Op/Ed by Joseph Percy
In March 2019, Italy became the first large economy to sign a Memorandum of Understanding (MoU) on China’s Belt and Road Initiative (BRI) – an infrastructure funding program to connect the trade routes of Asia with Africa and Europe.
The non-binding agreement, besides signaling other opportunities for investment, designates some of Italy’s ports to BRI trade routes, which could bring funding for infrastructure projects.
The signing is controversial because many believe the BRI is a political project to build global Chinese influence through foreign investment. For this reason, Italy’s pro-China stance has drawn wide criticism from other large Western economies, particularly those in the European Union (EU).

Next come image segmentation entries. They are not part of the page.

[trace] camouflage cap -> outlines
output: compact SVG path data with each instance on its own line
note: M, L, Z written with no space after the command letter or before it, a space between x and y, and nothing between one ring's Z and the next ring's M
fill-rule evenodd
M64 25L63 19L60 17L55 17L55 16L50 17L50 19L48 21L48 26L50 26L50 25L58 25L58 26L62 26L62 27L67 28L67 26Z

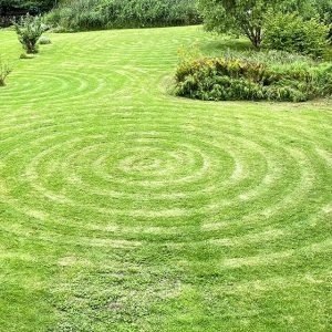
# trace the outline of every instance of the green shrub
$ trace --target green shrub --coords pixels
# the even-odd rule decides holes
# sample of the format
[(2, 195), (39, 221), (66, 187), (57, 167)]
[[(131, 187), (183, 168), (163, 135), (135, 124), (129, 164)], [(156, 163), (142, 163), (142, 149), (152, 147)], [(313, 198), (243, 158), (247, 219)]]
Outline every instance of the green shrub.
[[(176, 71), (175, 93), (205, 101), (303, 102), (332, 94), (332, 64), (313, 63), (305, 58), (278, 62), (284, 55), (258, 53), (183, 62)], [(264, 55), (263, 55), (264, 54)]]
[(48, 44), (51, 44), (51, 40), (49, 37), (46, 35), (42, 35), (40, 39), (39, 39), (39, 42), (38, 42), (40, 45), (48, 45)]
[(196, 0), (74, 0), (45, 15), (68, 31), (186, 25), (200, 22)]
[(317, 19), (304, 21), (293, 13), (280, 13), (270, 17), (264, 30), (264, 48), (320, 58), (326, 49), (330, 28)]
[(38, 41), (46, 31), (46, 27), (42, 23), (41, 17), (31, 17), (27, 14), (19, 22), (14, 22), (14, 28), (19, 37), (19, 41), (28, 54), (38, 53)]
[(0, 58), (0, 86), (6, 85), (6, 79), (12, 72), (10, 65)]

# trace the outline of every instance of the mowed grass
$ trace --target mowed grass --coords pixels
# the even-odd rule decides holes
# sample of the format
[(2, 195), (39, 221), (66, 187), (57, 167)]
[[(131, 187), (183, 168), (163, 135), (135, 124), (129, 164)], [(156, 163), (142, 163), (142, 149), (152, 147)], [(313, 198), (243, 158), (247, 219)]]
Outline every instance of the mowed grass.
[(201, 28), (51, 34), (0, 90), (0, 330), (331, 331), (332, 103), (167, 85)]

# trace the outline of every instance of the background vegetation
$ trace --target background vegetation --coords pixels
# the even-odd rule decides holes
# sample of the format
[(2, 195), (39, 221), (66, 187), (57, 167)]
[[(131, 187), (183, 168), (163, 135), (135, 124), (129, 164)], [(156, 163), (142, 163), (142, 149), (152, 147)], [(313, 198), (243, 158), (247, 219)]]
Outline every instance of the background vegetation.
[(169, 95), (249, 46), (198, 27), (50, 37), (0, 31), (1, 332), (330, 331), (331, 102)]
[(62, 31), (201, 22), (196, 0), (74, 0), (60, 4), (45, 19)]

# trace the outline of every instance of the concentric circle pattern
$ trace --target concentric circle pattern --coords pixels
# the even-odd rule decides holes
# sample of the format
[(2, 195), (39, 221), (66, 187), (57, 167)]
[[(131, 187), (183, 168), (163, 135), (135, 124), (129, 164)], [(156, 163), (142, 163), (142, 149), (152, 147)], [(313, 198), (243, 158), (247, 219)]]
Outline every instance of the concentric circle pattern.
[(331, 103), (167, 95), (198, 28), (52, 40), (0, 91), (0, 261), (54, 297), (42, 324), (329, 331)]

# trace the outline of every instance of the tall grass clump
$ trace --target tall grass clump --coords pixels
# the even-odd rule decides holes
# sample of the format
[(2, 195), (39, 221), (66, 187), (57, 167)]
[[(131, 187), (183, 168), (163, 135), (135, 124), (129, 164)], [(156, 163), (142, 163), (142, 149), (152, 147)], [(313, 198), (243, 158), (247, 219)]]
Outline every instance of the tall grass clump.
[(332, 95), (332, 64), (287, 52), (226, 52), (183, 61), (175, 93), (205, 101), (304, 102)]
[(74, 0), (45, 15), (64, 31), (189, 25), (200, 22), (195, 0)]

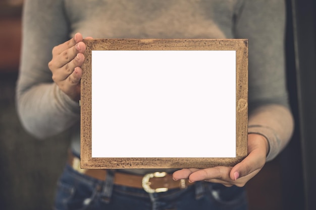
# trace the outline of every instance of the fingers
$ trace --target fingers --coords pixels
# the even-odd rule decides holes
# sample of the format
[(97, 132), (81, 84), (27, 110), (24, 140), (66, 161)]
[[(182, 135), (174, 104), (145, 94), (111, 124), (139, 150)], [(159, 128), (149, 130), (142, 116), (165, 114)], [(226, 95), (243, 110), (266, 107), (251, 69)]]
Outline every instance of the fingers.
[(267, 139), (262, 135), (256, 134), (248, 135), (248, 155), (235, 166), (230, 172), (232, 180), (246, 176), (255, 170), (260, 170), (266, 164), (266, 157), (269, 147)]
[(197, 171), (199, 169), (196, 168), (183, 169), (179, 171), (175, 171), (172, 175), (173, 178), (175, 180), (179, 179), (187, 179), (189, 178), (189, 176), (191, 174), (195, 171)]
[(56, 54), (59, 55), (62, 53), (65, 50), (66, 50), (73, 47), (76, 44), (82, 42), (82, 35), (81, 35), (81, 34), (80, 34), (80, 33), (77, 33), (70, 40), (63, 43), (63, 44), (61, 44), (55, 47), (52, 49), (52, 52), (53, 54)]
[(235, 166), (230, 171), (230, 177), (233, 180), (246, 176), (261, 169), (266, 163), (265, 155), (260, 155), (259, 150), (254, 150), (242, 161)]

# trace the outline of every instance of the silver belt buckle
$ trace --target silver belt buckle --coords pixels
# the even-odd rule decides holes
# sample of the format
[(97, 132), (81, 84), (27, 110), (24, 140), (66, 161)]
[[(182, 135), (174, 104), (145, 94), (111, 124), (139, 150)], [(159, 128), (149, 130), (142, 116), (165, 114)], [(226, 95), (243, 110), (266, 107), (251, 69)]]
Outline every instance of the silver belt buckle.
[(150, 187), (150, 182), (149, 179), (153, 177), (164, 177), (167, 176), (167, 173), (163, 172), (154, 172), (147, 174), (144, 176), (141, 181), (141, 184), (144, 190), (148, 193), (153, 193), (154, 192), (162, 192), (168, 191), (167, 187), (161, 187), (156, 189), (152, 189)]

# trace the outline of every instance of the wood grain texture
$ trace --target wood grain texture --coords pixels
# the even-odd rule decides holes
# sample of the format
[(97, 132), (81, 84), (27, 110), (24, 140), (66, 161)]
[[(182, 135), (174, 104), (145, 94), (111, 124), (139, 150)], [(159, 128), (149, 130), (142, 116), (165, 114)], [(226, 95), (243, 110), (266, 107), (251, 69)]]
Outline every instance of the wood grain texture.
[[(85, 60), (82, 65), (83, 74), (81, 79), (81, 163), (82, 168), (204, 168), (220, 165), (232, 166), (247, 156), (247, 39), (85, 39), (84, 42), (87, 49), (84, 54)], [(92, 158), (92, 50), (236, 50), (236, 158)], [(205, 145), (203, 146), (205, 147)]]

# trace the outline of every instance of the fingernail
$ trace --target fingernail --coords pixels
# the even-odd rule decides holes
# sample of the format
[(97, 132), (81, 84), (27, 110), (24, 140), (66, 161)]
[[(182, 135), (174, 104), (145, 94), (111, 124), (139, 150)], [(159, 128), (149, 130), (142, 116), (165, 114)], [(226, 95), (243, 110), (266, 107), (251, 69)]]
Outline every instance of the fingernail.
[(80, 50), (80, 46), (79, 43), (76, 45), (76, 49), (77, 49), (78, 50)]

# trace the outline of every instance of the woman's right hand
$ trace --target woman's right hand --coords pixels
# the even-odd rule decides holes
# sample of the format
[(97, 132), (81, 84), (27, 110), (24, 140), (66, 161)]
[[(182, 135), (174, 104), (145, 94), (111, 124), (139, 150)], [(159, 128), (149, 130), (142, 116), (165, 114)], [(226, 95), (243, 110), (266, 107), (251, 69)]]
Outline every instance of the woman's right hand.
[(82, 35), (77, 33), (70, 40), (55, 46), (52, 51), (52, 58), (48, 63), (52, 80), (62, 91), (76, 101), (80, 98), (81, 66), (86, 49), (82, 40)]

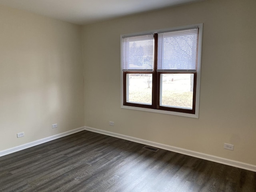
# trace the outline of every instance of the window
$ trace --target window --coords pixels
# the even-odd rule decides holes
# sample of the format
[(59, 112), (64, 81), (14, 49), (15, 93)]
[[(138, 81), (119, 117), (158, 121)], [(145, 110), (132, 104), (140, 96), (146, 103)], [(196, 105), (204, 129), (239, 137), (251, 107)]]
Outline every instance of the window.
[(121, 36), (122, 107), (198, 118), (202, 30)]

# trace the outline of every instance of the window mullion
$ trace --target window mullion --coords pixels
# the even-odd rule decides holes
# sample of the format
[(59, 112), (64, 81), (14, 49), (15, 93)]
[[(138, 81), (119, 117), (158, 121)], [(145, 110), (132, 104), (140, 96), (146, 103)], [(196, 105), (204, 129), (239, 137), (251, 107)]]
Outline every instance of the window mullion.
[(158, 51), (158, 38), (157, 33), (154, 34), (154, 71), (152, 82), (152, 106), (153, 108), (157, 109), (158, 105), (158, 80), (157, 70), (157, 51)]

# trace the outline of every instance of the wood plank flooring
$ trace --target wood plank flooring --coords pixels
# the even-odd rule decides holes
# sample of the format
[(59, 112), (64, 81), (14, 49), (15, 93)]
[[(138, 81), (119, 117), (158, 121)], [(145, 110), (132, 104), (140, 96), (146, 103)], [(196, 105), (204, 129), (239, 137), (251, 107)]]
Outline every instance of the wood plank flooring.
[(0, 192), (256, 192), (256, 172), (83, 131), (0, 157)]

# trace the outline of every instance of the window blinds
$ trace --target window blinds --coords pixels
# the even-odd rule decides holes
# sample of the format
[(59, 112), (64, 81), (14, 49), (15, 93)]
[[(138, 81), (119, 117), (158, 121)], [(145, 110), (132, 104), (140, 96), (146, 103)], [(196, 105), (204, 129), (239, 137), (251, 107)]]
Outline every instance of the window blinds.
[(123, 38), (122, 46), (123, 71), (153, 71), (153, 34)]
[(158, 34), (157, 71), (196, 72), (198, 28)]

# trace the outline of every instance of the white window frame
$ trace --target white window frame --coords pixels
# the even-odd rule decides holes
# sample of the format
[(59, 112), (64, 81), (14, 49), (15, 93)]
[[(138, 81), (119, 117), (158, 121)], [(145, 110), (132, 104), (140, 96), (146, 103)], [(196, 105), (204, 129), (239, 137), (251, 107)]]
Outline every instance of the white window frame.
[[(124, 36), (135, 36), (136, 35), (141, 35), (147, 34), (158, 33), (168, 32), (172, 30), (180, 30), (186, 29), (194, 27), (198, 27), (198, 55), (197, 60), (197, 79), (196, 79), (196, 106), (195, 114), (191, 114), (188, 113), (182, 113), (180, 112), (176, 112), (174, 111), (166, 111), (158, 109), (150, 109), (148, 108), (144, 108), (141, 107), (127, 106), (124, 105), (124, 88), (123, 88), (123, 77), (122, 69), (122, 38)], [(131, 109), (133, 110), (137, 110), (139, 111), (146, 111), (148, 112), (152, 112), (154, 113), (161, 113), (164, 114), (168, 114), (170, 115), (176, 115), (184, 117), (191, 117), (193, 118), (199, 118), (199, 98), (200, 94), (200, 74), (201, 74), (201, 60), (202, 55), (202, 41), (203, 34), (203, 24), (200, 23), (193, 25), (190, 25), (186, 26), (182, 26), (176, 27), (173, 27), (166, 29), (163, 29), (158, 30), (154, 30), (149, 31), (146, 31), (139, 33), (134, 33), (129, 34), (124, 34), (120, 35), (120, 47), (121, 47), (121, 65), (120, 65), (120, 76), (121, 76), (121, 108), (123, 109)]]

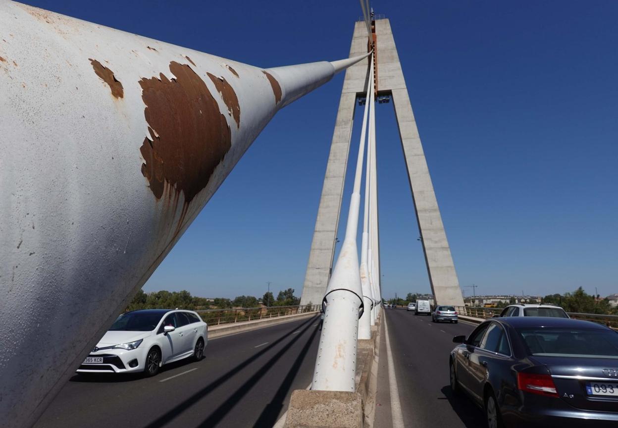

Strangely, however, polls of the four major EU economies – Italy, Germany, the United Kingdom, and France – show that the Italian public had the least favorable view of the Chinese in 2018 by a reasonable margin.
Given the controversial nature of the MoU signing, it seems odd that the views of the Italian public do not line up with the government’s actions.
According to data collected by the Pew Research Center, Italians have the least favorable view of China of the four countries by 10 points and the least amount of confidence in China’s president, Xi Jinping, by 12 points.
As the poll was conducted in 2018, it is possible that the public sees President Xi more favorably after his visit to Italy this year, during which the MoU was signed.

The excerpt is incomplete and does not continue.